Jimin zamknął drzwi i wrócił do środka naszego pokoju. Zaczął szukać swojego IPhone. Gdy go znalazł miał 4 nieodebrane połączenia od menadżera.
Nie chciałam mu przeszkadzać więc postanowiłam, że pójdę się wykąpać. Zostawiłam mojego chłopaka samego w pokoju.

Hoseok faktycznie miał rację. Dzwonił do mnie aż 4 razy. Wybrałem numer i czekałem aż odbierze. Po trzech sygnałach odebrał.
- Jimin, czemu nie odbierasz jak do ciebie dzwonię?
- Sorry, ale miałem wyciszony telefon.
- Ok, słuchaj pytałeś mnie dzisiaj czy możesz wziąść wolny weekend?
- Tak pytałem, bo chciałem jechać do rodziców z moją dziewczyną. Powiedziałeś, że to przemyślisz i mi powiesz.

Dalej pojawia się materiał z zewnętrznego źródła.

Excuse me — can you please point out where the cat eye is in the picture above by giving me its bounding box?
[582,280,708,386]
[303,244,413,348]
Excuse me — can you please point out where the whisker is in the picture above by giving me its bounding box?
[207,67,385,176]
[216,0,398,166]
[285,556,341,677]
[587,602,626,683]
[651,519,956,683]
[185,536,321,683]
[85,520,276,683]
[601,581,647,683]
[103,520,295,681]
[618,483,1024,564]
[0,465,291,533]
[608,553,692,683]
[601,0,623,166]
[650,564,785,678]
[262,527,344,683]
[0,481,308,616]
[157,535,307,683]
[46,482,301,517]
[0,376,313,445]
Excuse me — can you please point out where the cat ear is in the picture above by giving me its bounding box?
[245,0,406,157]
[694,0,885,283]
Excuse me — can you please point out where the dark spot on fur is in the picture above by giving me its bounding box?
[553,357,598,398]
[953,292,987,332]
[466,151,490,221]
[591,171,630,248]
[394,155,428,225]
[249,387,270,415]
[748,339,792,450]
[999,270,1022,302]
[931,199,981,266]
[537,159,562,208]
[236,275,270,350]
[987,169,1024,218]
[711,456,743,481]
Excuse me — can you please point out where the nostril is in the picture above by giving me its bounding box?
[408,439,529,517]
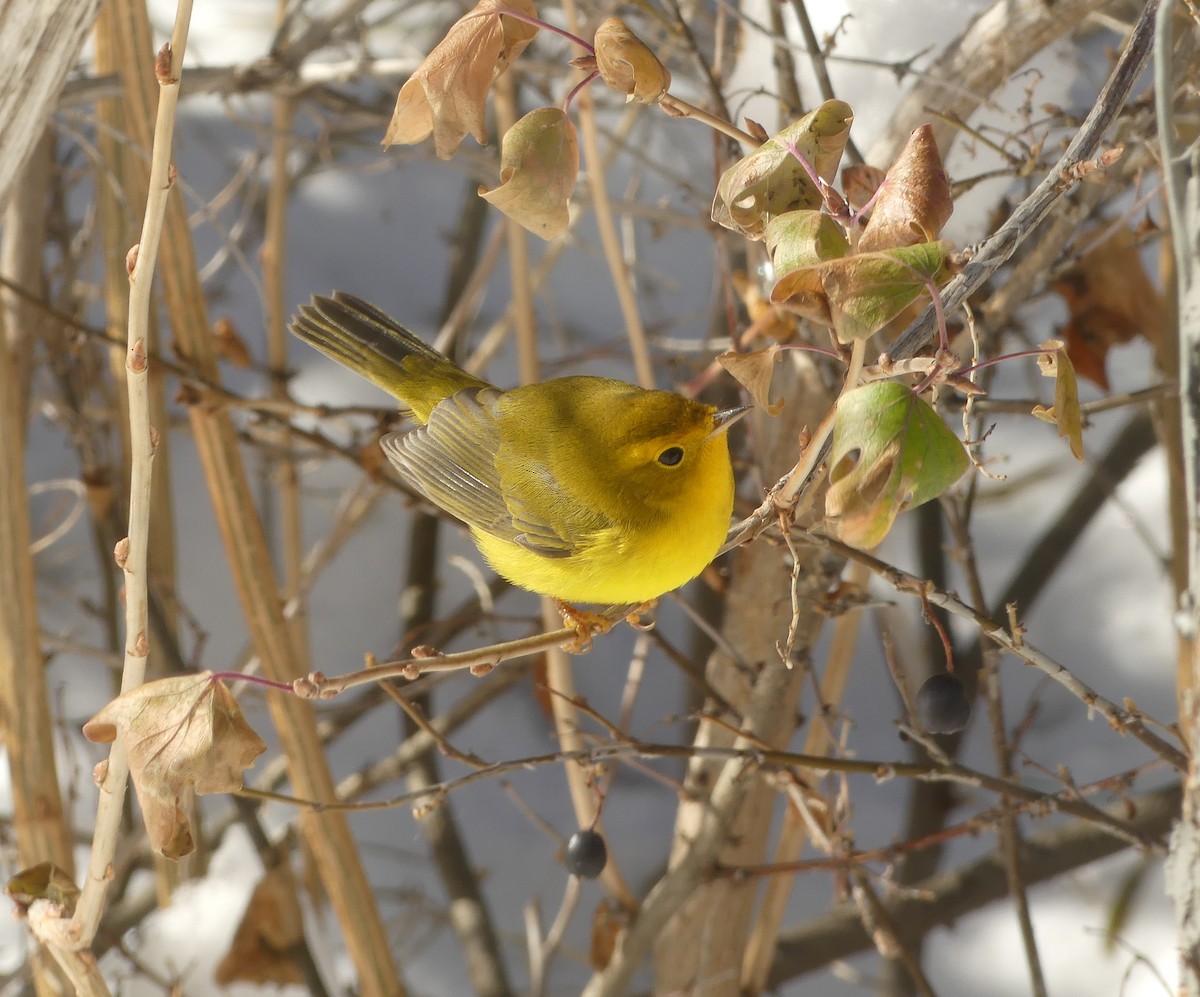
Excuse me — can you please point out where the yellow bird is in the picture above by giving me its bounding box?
[290,292,748,605]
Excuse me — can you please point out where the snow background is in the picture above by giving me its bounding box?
[0,0,1176,997]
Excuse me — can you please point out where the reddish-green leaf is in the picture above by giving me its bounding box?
[713,101,854,239]
[826,382,971,549]
[479,107,580,239]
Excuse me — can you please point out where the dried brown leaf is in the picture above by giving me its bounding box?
[83,672,266,858]
[216,863,304,986]
[595,17,671,104]
[858,125,954,253]
[716,343,784,415]
[383,0,538,160]
[1054,228,1163,390]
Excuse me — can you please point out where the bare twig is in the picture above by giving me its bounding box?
[768,783,1181,987]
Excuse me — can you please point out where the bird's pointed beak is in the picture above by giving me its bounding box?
[708,406,754,439]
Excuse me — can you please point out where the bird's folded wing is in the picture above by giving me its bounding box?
[380,388,574,557]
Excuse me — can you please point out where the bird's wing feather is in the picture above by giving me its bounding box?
[380,388,575,558]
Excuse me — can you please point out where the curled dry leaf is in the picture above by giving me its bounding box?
[826,382,971,549]
[588,900,629,973]
[858,125,954,253]
[479,107,580,239]
[83,672,266,859]
[716,343,784,415]
[1032,340,1084,461]
[216,861,305,986]
[4,861,79,917]
[595,17,671,104]
[713,101,854,239]
[383,0,538,160]
[1054,228,1163,391]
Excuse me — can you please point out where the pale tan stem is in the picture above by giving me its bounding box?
[68,0,192,947]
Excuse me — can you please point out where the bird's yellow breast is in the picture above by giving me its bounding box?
[472,434,733,606]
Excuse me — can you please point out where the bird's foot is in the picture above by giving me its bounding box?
[554,599,614,654]
[625,599,659,630]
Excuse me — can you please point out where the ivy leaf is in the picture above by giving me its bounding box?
[83,672,266,859]
[1033,340,1084,461]
[479,107,580,240]
[383,0,538,160]
[713,101,854,239]
[826,382,971,549]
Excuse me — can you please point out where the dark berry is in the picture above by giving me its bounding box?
[917,672,971,734]
[566,829,608,879]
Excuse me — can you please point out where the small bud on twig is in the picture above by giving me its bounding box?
[125,337,148,374]
[154,42,179,86]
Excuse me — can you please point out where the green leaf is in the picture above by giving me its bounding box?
[479,107,580,240]
[763,211,850,325]
[820,242,950,343]
[826,382,971,549]
[1032,340,1084,461]
[713,101,854,239]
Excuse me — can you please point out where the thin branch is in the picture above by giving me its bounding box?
[768,782,1182,989]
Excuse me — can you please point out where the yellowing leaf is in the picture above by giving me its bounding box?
[479,107,580,239]
[1054,228,1164,391]
[83,672,266,859]
[826,382,971,549]
[4,861,79,917]
[595,17,671,104]
[383,0,538,160]
[1033,340,1084,461]
[820,242,949,343]
[858,125,954,253]
[716,343,784,415]
[713,101,854,239]
[763,211,850,275]
[763,211,850,325]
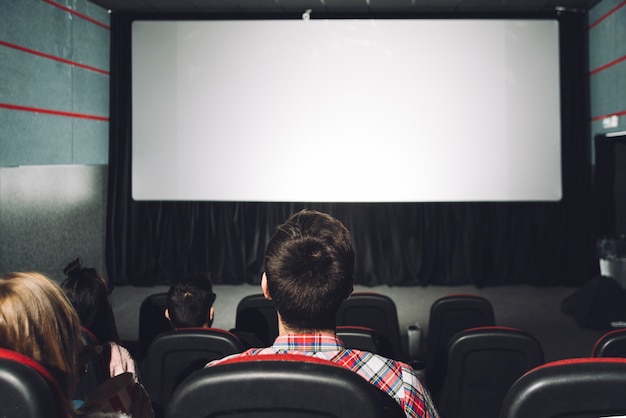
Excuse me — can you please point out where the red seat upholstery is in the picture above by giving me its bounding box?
[0,348,69,418]
[167,354,405,418]
[438,326,544,418]
[500,357,626,418]
[141,328,243,418]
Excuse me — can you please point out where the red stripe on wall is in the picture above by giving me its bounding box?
[589,55,626,75]
[589,0,626,29]
[591,110,626,122]
[43,0,111,29]
[0,103,109,122]
[0,41,109,75]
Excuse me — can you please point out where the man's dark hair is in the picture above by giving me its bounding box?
[167,274,215,328]
[265,209,354,331]
[61,258,119,344]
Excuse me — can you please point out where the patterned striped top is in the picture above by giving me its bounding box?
[209,334,439,418]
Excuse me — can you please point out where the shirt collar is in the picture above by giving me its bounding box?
[272,334,344,351]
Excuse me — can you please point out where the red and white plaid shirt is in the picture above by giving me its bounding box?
[208,334,439,418]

- Dokładnie tak. Możesz jechać. Daje ci 4 dni wolnego. Masz wolny piątek, sobotę, niedzielę i poniedziałek. Jedź odpocznij sobie i wracaj z siłą do pracy. To na razie.
Rozlaczył się.
Nie powiem byłem z tego zadowolony. Spędzimy sobie 4 dni w Busan. Tylko ja i Kate. Bez reszty zespołu. Brakuje mi bliskości z Katie. Ciągle są chłopcy i musimy o nich pamiętać. W Busan będę z nią sam. Już nie mogę się doczekać. Przypomniałem sobie, że kupiłem jej prezent. Kiedy wyjdzie z łazienki muszę jej go dać.